Not holding lease sales over the next five years would cut an average of $1.5 billion per year in revenue to the U.S. government, said the report prepared by Energy & Industrial Advisory Partners, which modeled the impacts of no new leasing until 2028.

That loss would then jeopardize funds for programs supported by offshore oil dollars, like the Land and Water Conservation Fund that pays for maintenance and repairs on public lands, as well as eliminating millions of dollars for local governments and historic preservation budgets, the report notes.

By 2036, a five-year pause in leasing would result in a 33 percent drop in oil and gas production in the Gulf of Mexico, where projects are lined up like a “conveyor belt” over multiple years from the leasing phase to exploration to eventual production.
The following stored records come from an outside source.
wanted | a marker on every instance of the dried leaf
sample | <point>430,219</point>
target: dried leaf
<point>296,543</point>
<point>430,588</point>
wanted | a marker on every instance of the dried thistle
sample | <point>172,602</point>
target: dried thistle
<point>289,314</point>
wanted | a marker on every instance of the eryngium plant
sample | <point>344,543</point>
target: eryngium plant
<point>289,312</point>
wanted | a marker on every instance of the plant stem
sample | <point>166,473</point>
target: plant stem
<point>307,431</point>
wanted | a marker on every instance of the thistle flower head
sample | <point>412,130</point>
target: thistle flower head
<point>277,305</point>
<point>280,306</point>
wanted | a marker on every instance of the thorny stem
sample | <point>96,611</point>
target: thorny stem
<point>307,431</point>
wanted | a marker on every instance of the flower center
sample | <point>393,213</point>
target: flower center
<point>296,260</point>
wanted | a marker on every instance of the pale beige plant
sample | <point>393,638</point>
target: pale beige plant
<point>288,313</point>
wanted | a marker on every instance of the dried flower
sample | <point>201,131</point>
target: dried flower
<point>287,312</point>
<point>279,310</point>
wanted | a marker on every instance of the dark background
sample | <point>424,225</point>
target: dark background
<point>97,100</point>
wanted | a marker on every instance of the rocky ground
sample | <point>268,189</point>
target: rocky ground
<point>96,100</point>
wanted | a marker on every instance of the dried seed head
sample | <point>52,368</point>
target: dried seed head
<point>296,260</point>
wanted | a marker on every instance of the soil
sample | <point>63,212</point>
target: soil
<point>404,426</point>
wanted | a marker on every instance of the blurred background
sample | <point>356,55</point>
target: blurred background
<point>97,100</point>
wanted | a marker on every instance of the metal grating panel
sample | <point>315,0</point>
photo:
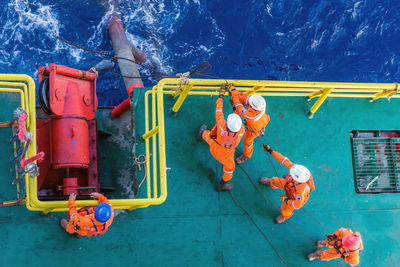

“That conveyor belt is going to have a gap on it,” said Paul Danos, CEO of oil and gas service company Danos, which is headquartered on the Gulf Coast, in a call with reporters today. “And every day that we wait, that we aren’t putting leases on that conveyor belt, we’re going to have a gap down the road.”

Interior spokesperson Melissa Schwartz did not provide a timeline for the release of a new offshore leasing program when asked today but noted in a statement that the oil industry already holds significant leases.

“The Interior Department is actively developing its five-year plan for the offshore program,” she said in an email. “In the meantime, of the more than 11 million acres of offshore federal waters already under lease, more than three-quarters (75.58% or 8.29 million acres) are unused and non-producing.”

Industry has become increasingly bitter over the Biden administration’s failure to conduct oil and gas lease sales while also pushing the industry to drill more to drive down high global crude prices (Energywire, March 9).

When President Biden first took office last year, the administration instituted a controversial moratorium on new leasing in order to conduct a report examining the shortcomings of the federal oil program. That temporary ban was later overturned by a federal judge.

In a twist, the White House’s first and only lease auction for federal minerals, held in the Gulf of Mexico last year, was also overturned by a separate federal judge for failing to account for the climate impacts of selling oil and gas leases.

Industry supporters, including the American Petroleum Institute, have brought their own lawsuits against the administration to try and force the regular sale of oil and gas drilling rights. More litigation is expected if a new oil and gas leasing plan isn’t in place this summer.

For its part, the administration has said it continues to carry out the federal oil and gas programs, both onshore and offshore, in accordance with federal law.

Earlier this year, the administration blamed a delay in holding sales on a federal court decision that blocked the administration from using a contested social cost of carbon in weighing drilling impacts. But a federal appeals court has since allowed Interior to continue using that metric to measure greenhouse gases associated with drilling, which Schwartz earlier this month said would allow the agency to continue planning for oil and gas leasing.